La sindaca: “Chi aveva fatto ricorso ha speso più che per il versamento della quota dovuta che dovrà ora comunque pagare”.

La notizia qualcuno l’avrà già letta a fine dicembre ma noi abbiamo voluto approfondirla ed aggiornarla chiedendo personalmente gli sviluppi al Sindaco Samantha Tagliaferri. La questione è la lunga diatriba tra il comune di Castione della Presolana e le proprietà del Monte Pora circa chi dovesse mettere mano alla rete fognaria al servizio di case e attività commerciali dell’area. Infrastruttura ammalorata e che in certi tratti ha provocato persino sversamenti di liquame in superficie. Certo non un bel biglietto da visita per una delle località turistiche più note della Lombardia e oggetto di notevoli investimenti negli ultimi anni da parte di società per il rilancio turistico/sportivo.
Così il riassunto: negli anni 70 il Comune stipulava con la società lottizzante una convenzione relativa alla urbanizzazione in Pora; questa convenzione ha previsto l’impegno da parte della società di realizzare le opere di urbanizzazione primaria, ovvero le strade, gli spazi sosta e parcheggio, le fognature.
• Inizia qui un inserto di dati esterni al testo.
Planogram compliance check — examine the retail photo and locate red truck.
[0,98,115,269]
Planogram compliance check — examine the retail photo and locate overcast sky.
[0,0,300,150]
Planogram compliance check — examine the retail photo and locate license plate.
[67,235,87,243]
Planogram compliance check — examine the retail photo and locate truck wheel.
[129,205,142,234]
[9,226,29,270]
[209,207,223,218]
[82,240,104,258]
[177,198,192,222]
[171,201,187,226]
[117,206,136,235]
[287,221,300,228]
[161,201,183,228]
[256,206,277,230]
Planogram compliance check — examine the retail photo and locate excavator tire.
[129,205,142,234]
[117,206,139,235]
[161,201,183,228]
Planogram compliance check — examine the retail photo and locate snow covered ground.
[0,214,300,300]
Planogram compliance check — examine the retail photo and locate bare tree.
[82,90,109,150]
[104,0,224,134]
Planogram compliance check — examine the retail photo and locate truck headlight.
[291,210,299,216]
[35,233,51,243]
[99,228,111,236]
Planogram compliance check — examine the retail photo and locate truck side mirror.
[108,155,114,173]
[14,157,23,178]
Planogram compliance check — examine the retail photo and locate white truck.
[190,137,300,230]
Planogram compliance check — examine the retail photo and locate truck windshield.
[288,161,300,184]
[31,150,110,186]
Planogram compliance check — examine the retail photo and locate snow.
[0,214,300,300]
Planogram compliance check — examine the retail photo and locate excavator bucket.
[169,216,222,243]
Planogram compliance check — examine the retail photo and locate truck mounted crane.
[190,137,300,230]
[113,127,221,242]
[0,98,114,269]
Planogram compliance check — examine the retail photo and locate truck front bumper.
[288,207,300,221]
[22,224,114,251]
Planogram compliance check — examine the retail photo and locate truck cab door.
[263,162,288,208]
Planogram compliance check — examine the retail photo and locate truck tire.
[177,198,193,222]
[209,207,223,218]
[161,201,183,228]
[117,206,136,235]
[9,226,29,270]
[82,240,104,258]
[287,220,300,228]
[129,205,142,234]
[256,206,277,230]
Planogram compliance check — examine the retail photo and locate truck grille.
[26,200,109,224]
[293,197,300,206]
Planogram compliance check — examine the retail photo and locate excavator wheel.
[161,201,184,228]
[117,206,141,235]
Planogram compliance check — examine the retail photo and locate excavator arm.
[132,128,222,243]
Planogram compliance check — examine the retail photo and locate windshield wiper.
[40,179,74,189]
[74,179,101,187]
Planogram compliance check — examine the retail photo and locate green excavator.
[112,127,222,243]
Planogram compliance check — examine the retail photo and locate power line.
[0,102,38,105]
Si stabiliva poi, che gli impianti di tutti i servizi sarebbero passati a titolo gratuito al Comune accertata la regolare esecuzione. Ma l’impianto di depurazione appariva fin da subito inadeguato alla sua funzione. Nel corso degli anni seguenti la gestione di questo impianto è stata assunta da diversi soggetti: il Consorzio “Centro residenziale Malga Alta Pora” poi dalla “Associazione Residenze del Pora”, poi dal “Consorzio Monte Pora”. L’impianto è poi stato abbandonato dai privati sino a giungere ad uno stato di totale ed irreversibile inutilizzabilità.
Nel tempo il Comune si è sempre rifiutato (ogni amministrazione n.d.r) di acquisire l’impianto così come la sua gestione proprio perché inadeguato.
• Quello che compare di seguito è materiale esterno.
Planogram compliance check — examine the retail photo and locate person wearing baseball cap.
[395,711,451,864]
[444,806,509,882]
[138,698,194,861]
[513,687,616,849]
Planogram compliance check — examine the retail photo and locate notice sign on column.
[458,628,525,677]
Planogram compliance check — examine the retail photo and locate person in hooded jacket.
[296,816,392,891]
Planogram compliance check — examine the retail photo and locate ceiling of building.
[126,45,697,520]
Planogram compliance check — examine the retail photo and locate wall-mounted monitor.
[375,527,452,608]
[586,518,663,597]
Il 12 novembre 2021 l’amministrazione retta da Angelo Migliorati avviava il procedimento, preordinato alla dichiarazione di inagibilità degli immobili compresi nella lottizzazione, in caso di persistente carenza di un adeguato sistema di smaltimento delle acque reflue. E nel 2023 il fattaccio brutto dello sversamento di rifiuti fognari. Così nell’estate del 2023, precisamente il 31 agosto, il Sindaco Migliorati emanava l’ordinanza con al quale veniva ordinato alla società lottizzante e a tutti i soggetti proprietari, di eseguire tempestivamente i lavori di ripristino della rete fognaria. E così si arriva alla questione: l’ordinanza veniva impugnata presso il TAR  (Tribunale Amministrativo Regionale) di Brescia da numerosi soggetti destinatari dell’ordinanza del Sindaco. Nel frattempo, arriva il commissario e poi nuove elezioni che danno la vittoria al gruppo del Sindaco Tagliaferri.
In che situazione siamo quindi oggi? “Il comune ha sempre avuto un punto fermo, ovvero che le aree erano ancora dei privati e che la realizzazione delle fognature spettasse quindi a loro. I rapporti tra privati e amministrazione si sono riaperti col commissario e sono riusciti finalmente a stipulare un atto transattivo dove i proprietari delle unità immobiliari e di tutte le attività economiche avrebbero messo una quota, (più di 500 i soggetti coinvolti) come divisione di spesa per rifare la rete fognaria. Sono così stati dati gli incarichi di progetto preliminare ad un ingegnere e poi il comune si sarebbe preso in carico l ‘onere di appaltare i lavori e di seguirne la realizzazione.Tutti coloro che avevano firmato questo atto, avevano la garanzia che versata la quota spettante nessuno avrebbe più chiesto nulla a loro”.